Алан всегда полагал, что, водя Сабину в театр, доставляет ей удовольствие. И действительно, поначалу ее лицо светилось тревожным ожиданием и любопытством. Но потом она неизбежно начинала нервничать, становилась беспокойной, впадала в хаотичное, расстроенное состояние. Порой она даже тихо плакала в темноте, а иногда уходила в антракте, чтобы никому не показывать своего измятого лица.

— Ну что ты, что ты? — терпеливо повторял Алан, подозревая ее в зависти или ревности к актерам, которые получили роли, а она — нет. — Ты могла бы быть самой замечательной актрисой нашего времени, если бы захотела посвятить этому всю свою жизнь. Но ты не выносишь ни дисциплины, ни однообразия!

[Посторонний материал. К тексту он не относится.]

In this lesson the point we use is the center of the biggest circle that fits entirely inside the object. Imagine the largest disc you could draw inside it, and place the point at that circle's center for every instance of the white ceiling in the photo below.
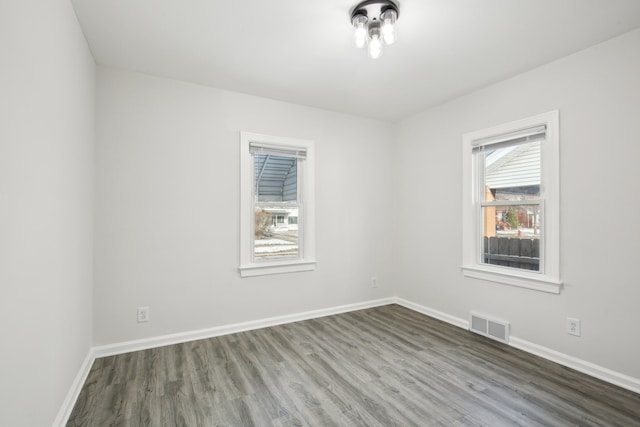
(301, 50)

— Нет, дело совсем не в этом, совсем не в этом, — только и могла ответить Сабина.

Кому могла она объяснить, что завидует тому, с какой легкостью другие актеры умеют выходить из роли, смывать ее с себя после представления, становиться снова самими собой! Она бы тоже хотела, как по сигналу, прекращать метаморфозы, происходящие с нею на сцене, и становиться снова собой — постоянной и неизменной Сабиной.

Но когда она хотела выйти из роли, стать опять собой, та, новая Сабина чувствовала себя жестоко преданной и не только противилась перемене, но и сердилась на нее. Если в отношениях с мужчиной она принимала какую-то роль, ее совершенно невозможно было изменить. И даже если это удавалось и наступало время возвращения к изначальной Сабине, где было ее отыскать? Если она бунтовала против той роли, которую навязал ей Дональд, если она снова включала запись «Жар-птицы», чтобы услышать этот барабанный бой чувств в языках пламени, и если она отрицала в себе свою мать, значило ли это все равно, что она возвращается к настоящей Сабине?

Когда она вновь и вновь ставила иглу на пластинку и вызывала в памяти свою первую встречу с желанием, разве не ее отец шел в этот миг рядом, направляя ее шаги? Ее отец, который, поев вкусной еды, приготовленной умелыми мамиными руками, надев рубашку, которую она ему только что выгладила, поцеловав ее не слишком красивый лоб, еще влажный от пара после глажки, и позволив ее натруженным рукам завязать себе галстук, отправлялся прочь и от матери, и от Сабины на свою тщеславную прогулку по соседним улицам, где все были наслышаны о его красоте и о его похождениях.

Как часто случалось, что какая-то надушенная, накрашенная женщина останавливала ее на улице, целовала, гладила ее длинные волосы и восклицала: «Ты — Сабина! Ты — его дочь! Я так хорошо знаю твоего папу!» Не сами слова, а интимный взгляд, будуарный тон голоса волновали Сабину. После знакомства с ее отцом в глазах женщин появлялись неведомые доселе искры, признак тайных удовольствий. Даже в самом юном возрасте умела Сабина читать эти послания. Сабина была дочерью удовольствия, порожденной его любовным гением, и они ласкали ее как еще одно проявление ритуала, который она чувствовала и от которого ее мать была отстранена навеки.

«Я так хорошо знала твоего папу!» Вызывающе посверкивая лодыжками, эти красивые женщины в накрахмаленных нижних юбках склонялись к ней, полной ненависти к их духам, запах которых был для нее невыносимым. Сабине хотелось наказать своего отца за все эти унижения, за эту десакрализацию бесконечных летних вечерних прогулок, дававшую этим женщинам право восхищаться ею как еще одной из его женщин. А еще она злилась на мать за то, что та не злится, а даже собирает и одевает его для этих бесцеремонных красоток.

Кто же сейчас ревностно исполнял эти ритуалы удовольствия — сама Сабина или ее отец в ней, его кровь, подогревающая ее сластолюбие, бросающая ее в приключения? Отец, нерасторжимо связанный с ней нитями родства, от которых она так и не смогла освободиться и узнать, где же она, Сабина, а где ее отец, чью роль она усвоила с помощью алхимии подражательной любви.